Is One Epoch All You Need For Multi-Fidelity Hyperparameter Optimization?
This work addresses cost reduction in hyperparameter optimization for machine learning practitioners, but it is incremental as it highlights a baseline rather than introducing a new method.
The paper tackled the computational expense of multi-fidelity hyperparameter optimization by comparing a simple baseline that discards all but top models after one epoch against established methods, finding it achieved similar results with an order of magnitude less computation.
Hyperparameter optimization (HPO) is crucial for fine-tuning machine learning models but can be computationally expensive. To reduce costs, Multi-fidelity HPO (MF-HPO) leverages intermediate accuracy levels in the learning process and discards low-performing models early on. We compared various representative MF-HPO methods against a simple baseline on classical benchmark data. The baseline involved discarding all models except the Top-K after training for only one epoch, followed by further training to select the best model.

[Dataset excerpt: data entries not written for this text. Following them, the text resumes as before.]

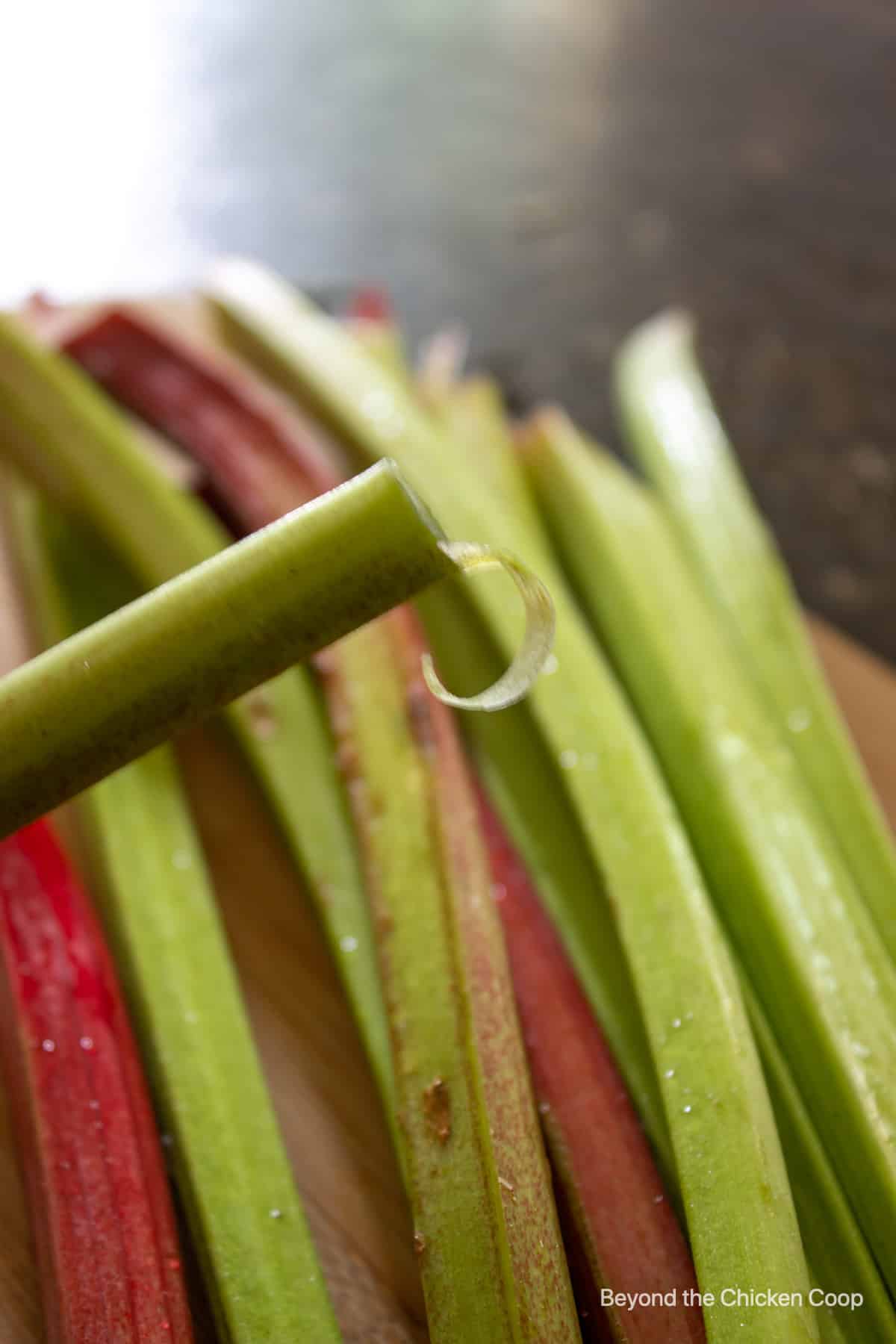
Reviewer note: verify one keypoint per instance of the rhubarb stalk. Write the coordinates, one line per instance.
(243, 1210)
(168, 659)
(94, 1172)
(500, 1203)
(485, 1226)
(741, 1216)
(682, 444)
(632, 1241)
(803, 936)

Surprisingly, this baseline achieved similar results to its counterparts, while requiring an order of magnitude less computation. Upon analyzing the learning curves of the benchmark data, we observed a few dominant learning curves, which explained the success of our baseline. This suggests that researchers should (1) always use the suggested baseline in benchmarks and (2) broaden the diversity of MF-HPO benchmarks to include more complex cases.